In this important work addressing a significant gap in current theological literature, the authors argue that by jettisoning a doctrine of good works, the contemporary church contradicts historical Protestantism and, more importantly, biblical teaching. They combine their areas of expertise--exegesis, systematic and historical theology, and practical theology--to help readers recover and embrace a positive doctrine of good works. They survey historical Protestant teaching to show the importance of the doctrine to our forebears, engage the scriptural testimony on the role of good works, formulate a theology of salvation and good works, and explore pastoral applications.
Introduction: Recovering an Essential Doctrine
1. Truly Good and Actually Necessary: Good Works in Protestant Theology
2. The Greatest Commandments Announced: Good Works in the Old Testament
3. The Greatest Commandments Fulfilled: Good Works in the New Testament
4. Holiness as Love of God and Love of Neighbor: Toward a Theology of Good Works
5. The Working Church: Case Studies in Living Faith
6. Strategic Pastoral Leadership: Toward Valuing Works in the Local Church
Conclusion: United with Christ, Filled with the Spirit, Zealous for Good Works
"This book provides a powerful and necessary intervention for an American church addicted to cheap grace. With pastoral insight and care, the authors expose the destructive half-truths and clichés that mislead so many well-meaning Christians. They replace these distortions with the richest insights and practices of the Protestant tradition and the Scriptures that directed it. This is Protestant theology at its very best, because this is theology from and for the church. Every pastor and teacher should read this book."
Keith L. Johnson, professor of theology, Wheaton College
"Good works are an often neglected or misunderstood scriptural theme. McCall, Friedeman, and Friedeman correct many misconceptions and set forth their own understanding in this important work. They examine the role of good works historically, biblically, theologically, and practically. I am grateful for this contribution and hope it precipitates further conversation and study."
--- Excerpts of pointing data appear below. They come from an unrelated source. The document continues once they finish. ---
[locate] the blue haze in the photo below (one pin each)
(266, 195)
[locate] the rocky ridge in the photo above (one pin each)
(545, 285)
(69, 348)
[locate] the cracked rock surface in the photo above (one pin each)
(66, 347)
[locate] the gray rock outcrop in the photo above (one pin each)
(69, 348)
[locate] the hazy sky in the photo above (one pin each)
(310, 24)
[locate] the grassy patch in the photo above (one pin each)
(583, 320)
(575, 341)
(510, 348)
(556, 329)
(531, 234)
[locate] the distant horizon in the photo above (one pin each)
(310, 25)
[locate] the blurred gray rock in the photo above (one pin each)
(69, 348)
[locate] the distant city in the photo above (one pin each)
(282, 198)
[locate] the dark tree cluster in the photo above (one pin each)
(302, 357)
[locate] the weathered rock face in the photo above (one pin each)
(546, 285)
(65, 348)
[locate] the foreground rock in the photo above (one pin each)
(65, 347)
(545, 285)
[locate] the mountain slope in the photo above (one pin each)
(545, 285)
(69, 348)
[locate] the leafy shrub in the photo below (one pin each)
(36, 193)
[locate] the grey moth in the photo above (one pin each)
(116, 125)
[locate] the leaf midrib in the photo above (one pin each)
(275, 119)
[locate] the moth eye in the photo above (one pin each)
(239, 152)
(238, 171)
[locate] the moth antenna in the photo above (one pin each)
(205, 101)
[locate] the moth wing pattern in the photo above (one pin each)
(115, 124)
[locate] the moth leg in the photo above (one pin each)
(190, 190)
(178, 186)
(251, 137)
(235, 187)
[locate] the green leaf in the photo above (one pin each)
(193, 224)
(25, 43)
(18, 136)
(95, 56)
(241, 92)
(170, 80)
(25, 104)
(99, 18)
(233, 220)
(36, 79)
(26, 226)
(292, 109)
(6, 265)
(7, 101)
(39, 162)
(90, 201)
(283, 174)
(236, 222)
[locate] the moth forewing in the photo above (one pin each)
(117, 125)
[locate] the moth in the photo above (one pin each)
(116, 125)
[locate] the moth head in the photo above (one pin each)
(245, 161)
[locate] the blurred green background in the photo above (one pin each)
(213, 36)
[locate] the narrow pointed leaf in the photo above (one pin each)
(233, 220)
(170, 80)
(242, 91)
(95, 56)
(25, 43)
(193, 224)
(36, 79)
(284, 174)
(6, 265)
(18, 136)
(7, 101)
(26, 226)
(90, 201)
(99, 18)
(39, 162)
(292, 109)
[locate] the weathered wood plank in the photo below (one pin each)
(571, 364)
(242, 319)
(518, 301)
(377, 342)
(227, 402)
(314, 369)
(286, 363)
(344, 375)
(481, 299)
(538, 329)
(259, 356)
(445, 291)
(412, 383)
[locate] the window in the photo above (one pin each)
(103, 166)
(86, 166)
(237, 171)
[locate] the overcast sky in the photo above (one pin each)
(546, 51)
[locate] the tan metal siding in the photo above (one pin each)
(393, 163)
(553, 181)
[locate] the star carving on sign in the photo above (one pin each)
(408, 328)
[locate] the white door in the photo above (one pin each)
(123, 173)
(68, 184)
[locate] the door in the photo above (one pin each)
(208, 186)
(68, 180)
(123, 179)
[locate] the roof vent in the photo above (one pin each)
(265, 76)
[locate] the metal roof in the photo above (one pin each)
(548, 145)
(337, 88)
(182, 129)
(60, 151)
Thomas Schreiner, James Buchanan Harrison Professor of New Testament Interpretation, The Southern Baptist Theological Seminary
"Unfortunately, in some Protestant circles since the Reformation, good works have undeservedly gotten a bad name. In fact, precisely for saying 'Faith without works is dead,' James's letter was called by Luther 'a right strawy epistle,' and he questioned its inclusion in the New Testament. This book takes on numerous caricatures such as 'Good works have nothing to do with salvation' in a refreshing and detailed way, and the result is the best single study I know of on this subject. Salvation involves far more than initial justification, and there is a reason why Paul said, 'Work out your salvation with fear and trembling,' and yes it involves doing, not just believing or having saving faith. This book itself is a 'good work.' And after all, Titus 2:14 reminded us to be 'zealous for good works.' I highly recommend this study."
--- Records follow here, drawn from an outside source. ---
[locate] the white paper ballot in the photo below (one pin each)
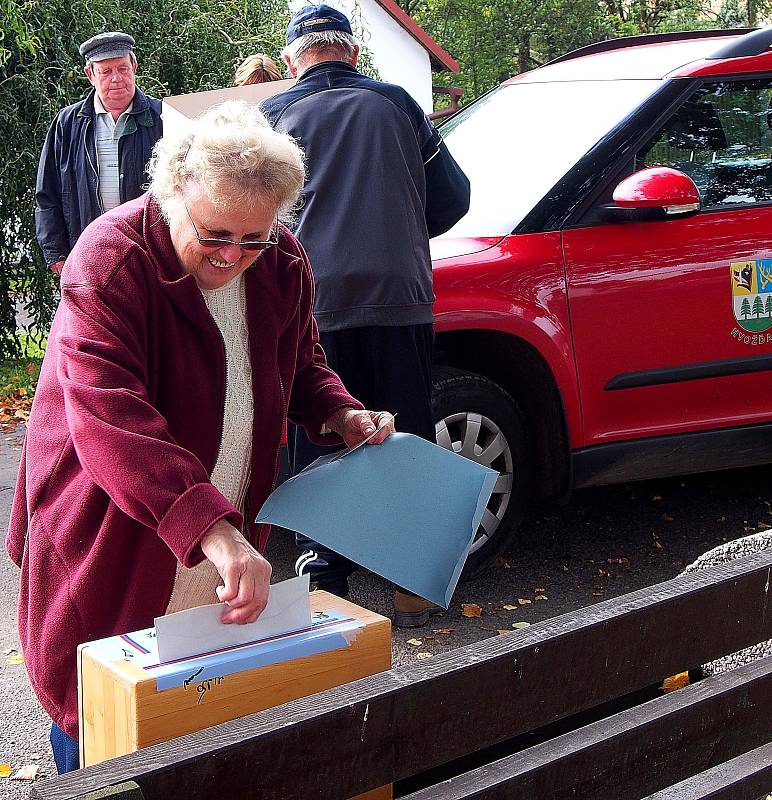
(199, 630)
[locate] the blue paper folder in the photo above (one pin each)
(407, 510)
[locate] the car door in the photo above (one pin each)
(672, 320)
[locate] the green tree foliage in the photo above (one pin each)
(182, 46)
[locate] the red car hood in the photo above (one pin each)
(452, 248)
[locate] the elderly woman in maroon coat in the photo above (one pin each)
(183, 340)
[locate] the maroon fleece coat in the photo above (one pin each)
(113, 488)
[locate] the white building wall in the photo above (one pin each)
(396, 54)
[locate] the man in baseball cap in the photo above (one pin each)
(108, 137)
(314, 19)
(380, 183)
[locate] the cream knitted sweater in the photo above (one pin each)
(227, 305)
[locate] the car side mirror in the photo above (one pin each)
(654, 193)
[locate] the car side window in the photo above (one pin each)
(721, 137)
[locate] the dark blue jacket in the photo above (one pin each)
(380, 183)
(67, 187)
Ben Witherington III, Jean R. Amos Professor of New Testament for Doctoral Studies, Asbury Theological Seminary
"McCall, Friedeman, and Friedeman offer a gift to the church in this challenge to reclaim good works in the Protestant tradition. With clarity and conviction, they argue that true faith in Christ will necessarily result in good works. Such a conclusion need not lead to legalism but can encourage an empowered and motivated body equipped by the Spirit to love God and love others. Ultimately, this book is a needed corrective to cognition-centered faith that may not actually be faith at all."
Christa L. McKirland, lecturer in systematic theology, Carey Baptist College; executive director of Logia International
"Saved by good works? Yes! Not only Catholics but also Protestants have traditionally taught this. The Doctrine of Good Works shows how diverse Protestant traditions and thinkers have articulated a positive doctrine of saving good works while prioritizing grace and faith. Far from simply correcting caricatures, McCall, Friedeman, and Friedeman contribute positively to the current theological conversation about how to best systematize what Scripture teaches about salvation. Their results are made practical by inspiring case studies. Highly recommended."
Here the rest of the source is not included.